They struggle between the responsibilities of work and the needs of their families. They have demanding jobs; they have children.
In some cases, they go to work before dawn, or take work home.
They race home to make it in time for their child's game, concert, or play.
They worry that a business trip might take them awat on their son's or daughter's birthday.
And surprise: they're men.
The Super Mom syndrome has jumped genders. Now it's working men who also want to be great fathers.
What has changed to make the working dad's life more stressful?
More is expected of fathers at home these days-and they expect more of themselves-but the demands of the workplace have, if anything, increased in recent years.

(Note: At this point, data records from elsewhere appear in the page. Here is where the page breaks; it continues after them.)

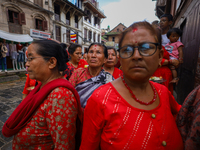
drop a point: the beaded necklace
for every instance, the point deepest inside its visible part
(134, 97)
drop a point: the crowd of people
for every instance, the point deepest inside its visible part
(105, 99)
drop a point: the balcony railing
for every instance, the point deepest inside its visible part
(57, 17)
(76, 25)
(15, 28)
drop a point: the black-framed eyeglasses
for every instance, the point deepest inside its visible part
(145, 49)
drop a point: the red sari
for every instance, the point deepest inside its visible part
(165, 72)
(111, 123)
(117, 73)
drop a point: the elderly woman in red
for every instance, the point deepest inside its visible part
(86, 80)
(75, 53)
(109, 66)
(46, 118)
(132, 112)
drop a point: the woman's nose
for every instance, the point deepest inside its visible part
(136, 54)
(94, 54)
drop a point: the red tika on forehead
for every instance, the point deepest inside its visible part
(135, 29)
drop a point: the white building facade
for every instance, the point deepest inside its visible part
(91, 23)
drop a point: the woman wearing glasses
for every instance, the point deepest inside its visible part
(46, 118)
(132, 112)
(86, 80)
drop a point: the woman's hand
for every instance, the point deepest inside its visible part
(174, 62)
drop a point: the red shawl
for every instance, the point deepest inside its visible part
(26, 109)
(188, 120)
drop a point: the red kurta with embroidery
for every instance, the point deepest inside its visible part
(79, 75)
(53, 125)
(117, 73)
(111, 123)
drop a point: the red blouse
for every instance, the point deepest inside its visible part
(117, 73)
(79, 75)
(81, 64)
(111, 123)
(53, 125)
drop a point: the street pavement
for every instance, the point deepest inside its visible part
(10, 98)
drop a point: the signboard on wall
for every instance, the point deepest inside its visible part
(39, 34)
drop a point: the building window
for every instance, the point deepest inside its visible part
(76, 21)
(38, 2)
(15, 20)
(57, 12)
(113, 39)
(94, 37)
(99, 38)
(68, 38)
(38, 24)
(85, 34)
(89, 16)
(90, 35)
(68, 18)
(13, 17)
(58, 33)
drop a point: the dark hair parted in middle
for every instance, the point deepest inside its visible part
(111, 47)
(72, 48)
(49, 48)
(176, 30)
(103, 46)
(146, 25)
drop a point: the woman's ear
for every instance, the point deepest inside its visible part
(104, 61)
(52, 62)
(161, 53)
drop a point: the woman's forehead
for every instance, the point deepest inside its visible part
(32, 49)
(142, 34)
(96, 47)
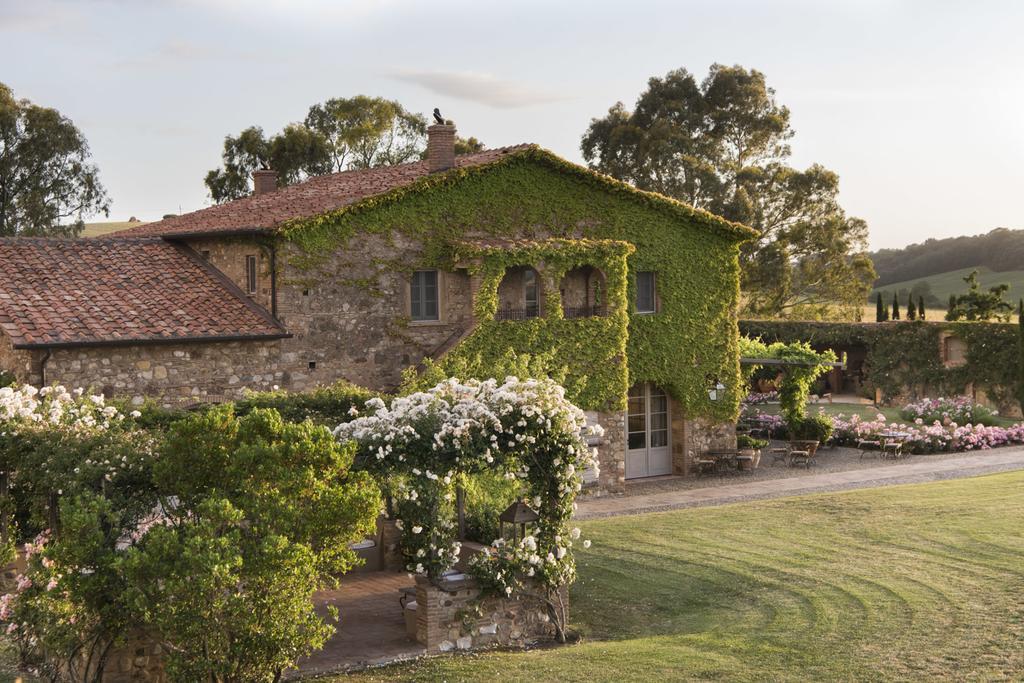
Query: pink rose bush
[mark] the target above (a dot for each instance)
(923, 437)
(961, 410)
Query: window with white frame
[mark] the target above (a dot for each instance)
(424, 296)
(646, 293)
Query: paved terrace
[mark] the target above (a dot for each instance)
(875, 473)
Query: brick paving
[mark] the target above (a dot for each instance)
(885, 474)
(372, 631)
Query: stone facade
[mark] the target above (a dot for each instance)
(610, 454)
(350, 319)
(16, 363)
(228, 255)
(175, 373)
(457, 616)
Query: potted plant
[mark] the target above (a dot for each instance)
(750, 451)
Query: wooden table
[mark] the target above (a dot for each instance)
(723, 459)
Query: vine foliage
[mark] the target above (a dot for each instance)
(564, 215)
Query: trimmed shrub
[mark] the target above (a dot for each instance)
(812, 428)
(327, 406)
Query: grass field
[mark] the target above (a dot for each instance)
(97, 229)
(906, 583)
(952, 283)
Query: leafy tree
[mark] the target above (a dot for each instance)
(47, 181)
(341, 134)
(363, 132)
(978, 304)
(295, 154)
(722, 145)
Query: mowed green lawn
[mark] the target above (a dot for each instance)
(909, 583)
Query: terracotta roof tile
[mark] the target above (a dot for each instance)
(315, 196)
(73, 292)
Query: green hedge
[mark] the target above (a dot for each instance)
(327, 406)
(905, 357)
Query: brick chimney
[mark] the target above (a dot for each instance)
(440, 146)
(264, 180)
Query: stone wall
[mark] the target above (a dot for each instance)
(228, 256)
(176, 373)
(351, 317)
(16, 363)
(610, 453)
(456, 616)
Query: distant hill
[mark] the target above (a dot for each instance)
(96, 229)
(999, 251)
(936, 289)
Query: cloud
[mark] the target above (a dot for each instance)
(177, 52)
(480, 88)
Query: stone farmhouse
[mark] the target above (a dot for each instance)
(472, 265)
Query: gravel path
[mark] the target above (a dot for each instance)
(839, 469)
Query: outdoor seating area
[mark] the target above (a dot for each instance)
(888, 444)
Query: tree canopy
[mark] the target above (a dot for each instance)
(340, 134)
(977, 304)
(722, 144)
(47, 181)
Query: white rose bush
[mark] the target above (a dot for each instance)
(423, 443)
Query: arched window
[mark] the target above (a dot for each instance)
(520, 294)
(583, 293)
(530, 294)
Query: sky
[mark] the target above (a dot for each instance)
(918, 105)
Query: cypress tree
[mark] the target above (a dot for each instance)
(1020, 353)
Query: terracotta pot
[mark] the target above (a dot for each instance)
(755, 455)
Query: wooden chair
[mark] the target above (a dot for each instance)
(869, 446)
(779, 455)
(802, 453)
(892, 449)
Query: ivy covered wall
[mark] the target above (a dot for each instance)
(688, 344)
(905, 358)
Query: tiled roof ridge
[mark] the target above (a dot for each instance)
(73, 292)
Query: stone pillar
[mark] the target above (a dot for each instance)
(611, 453)
(440, 147)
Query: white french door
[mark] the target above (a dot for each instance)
(647, 450)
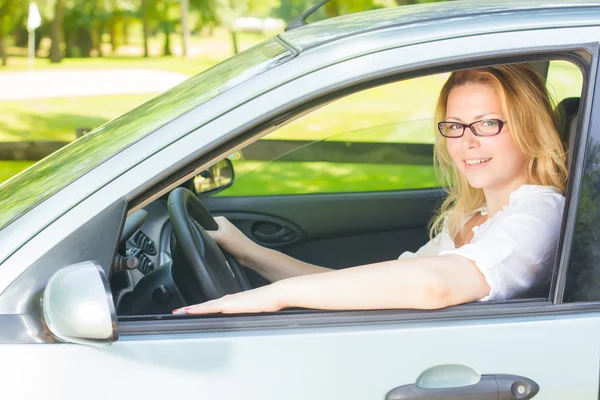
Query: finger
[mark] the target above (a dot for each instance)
(210, 307)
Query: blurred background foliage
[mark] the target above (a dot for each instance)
(98, 28)
(182, 37)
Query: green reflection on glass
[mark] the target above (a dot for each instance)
(34, 185)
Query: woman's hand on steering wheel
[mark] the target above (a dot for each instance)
(233, 241)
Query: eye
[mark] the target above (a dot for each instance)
(489, 123)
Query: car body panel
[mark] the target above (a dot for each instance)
(353, 363)
(461, 17)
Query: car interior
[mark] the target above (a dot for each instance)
(166, 260)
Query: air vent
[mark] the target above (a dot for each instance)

The phenomenon of "daddy stress"-as Forbes magazine dubbed it in a recent cover story-affects men from the executive office to the rank and file, and while a growing number of single dads may feel it most, married fathers are hardly immune.
"It's a familiar theme to women and not to men, and not to men's employers," said Linda Dunlap, chairwoman of the psychology department at Martist College in Poughpkeepsie, N.Y., and an expert on families. "These men are sayin, 'I'm working my tail off to get ahead, for the most part of the family, but I'm not spending time with my family. This doesn't make sense.'"
Ryan Streeter, a research fellow in the Welfare Policy Center at Hudson Insititute in Indianapolis, calls the growing trend of men examining their roles as fathers "a national movement."
"There's been an increasing amount of literature, events, commercials, and public service announcements around the country in the last five years that have targeted the need for fathers to be engaged in their children's lives," Streeter said. "A group of largely men said it's time to take responsibility for their children not only economically, but emotionally and spiritually. Ther'es a nation consciousness around this matter."
The next step has to be a shift in the workplace mentality that says it's OK for a woman to take time off to stay home with a sick child or attend a child's football game, but it's not OK for a dad to do the same thing.
"It's popular to say there needs to be workplace flexibility for men," Steeter said, "but in genral, corporations have the expectation for men to put business over family."